In the race for mayor, Ron Kitchen managed a slight victory over Sidney Kennedy, spoiling the trifecta sought by a powerful faction that backed Bonnie Taylor and Russ Kreager, who defeated Ilnyckyj and Wheeler, respectively.
"I expected it to be very tight," Taylor said. Quite the contrary: The Crystal River newcomer crushed the blunt-talking Ilnyckyj, winning 67 percent of the vote.
Ilnyckyj left City Hall quickly but Wheeler, whose loss was not nearly as bad, stuck around, vowing to remain involved in city affairs. She said it would be difficult, though, noting the shift in political power.
"They make politics their life. Alex and I don't," she said from the driver's seat of her van.
Some observers viewed the contest between Wheeler and Kreager as a referendum of sorts. Along with Ilnyckyj, Wheeler voted in February 1999 to oust Kreager from the post of city manager.
Amid handshakes and hugs, Kreager shrugged off the calculus of small-town politics, saying his win was due to hard work and his experience. "I hope they elected me for my professionalism," he said.

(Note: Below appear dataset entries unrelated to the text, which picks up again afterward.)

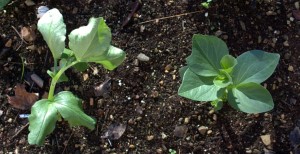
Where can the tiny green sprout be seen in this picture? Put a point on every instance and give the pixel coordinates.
(206, 4)
(213, 75)
(3, 3)
(172, 151)
(90, 43)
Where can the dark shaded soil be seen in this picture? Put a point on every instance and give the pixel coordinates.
(144, 94)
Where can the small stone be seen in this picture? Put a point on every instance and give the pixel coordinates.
(29, 3)
(150, 137)
(186, 120)
(8, 43)
(202, 130)
(286, 43)
(159, 151)
(163, 135)
(243, 25)
(287, 56)
(143, 57)
(270, 13)
(31, 47)
(297, 5)
(266, 139)
(209, 132)
(131, 146)
(291, 68)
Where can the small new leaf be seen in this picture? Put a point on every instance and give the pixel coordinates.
(42, 121)
(207, 52)
(199, 88)
(254, 66)
(250, 98)
(70, 108)
(53, 29)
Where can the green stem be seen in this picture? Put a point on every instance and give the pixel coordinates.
(56, 78)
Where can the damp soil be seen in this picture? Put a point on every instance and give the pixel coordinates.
(143, 94)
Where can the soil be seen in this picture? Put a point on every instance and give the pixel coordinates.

He said he would immediately get to work on initiatives he began as city manager, singling out water quality as a chief concern. For her part, Taylor said she would work to bring stability to the often-unstable council.

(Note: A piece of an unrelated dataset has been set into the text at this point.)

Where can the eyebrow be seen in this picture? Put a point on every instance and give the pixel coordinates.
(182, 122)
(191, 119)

The city's new mayor, who will take office Jan. 1, was successful in his third attempt at the job.
Kennedy, a lifelong resident of Crystal River, said he would not ask for a recount.
"It's been a real pleasure to run against him," Kitchen said of his opponent, who ran on virtually the same platform: to end years of internal strife among the council.
Right or wrong, much of the recent criticism of the council has been aimed at Ilnyckyj and Wheeler. The two portrayed themselves as independent voices on a council aligned with one of the city's most influential residents, Ed Tolle.
"It was pretty satisfying to see the two people who conspired to get this man here fired get off council," Tolle said, pointing to Kreager. "I think it's good for the city."
If there was one small consolation for Ilnyckyj, voters approved a measure he supported: to allow the mayor and City Council members to serve four-year terms instead of two years. The changes do not go into effect this year.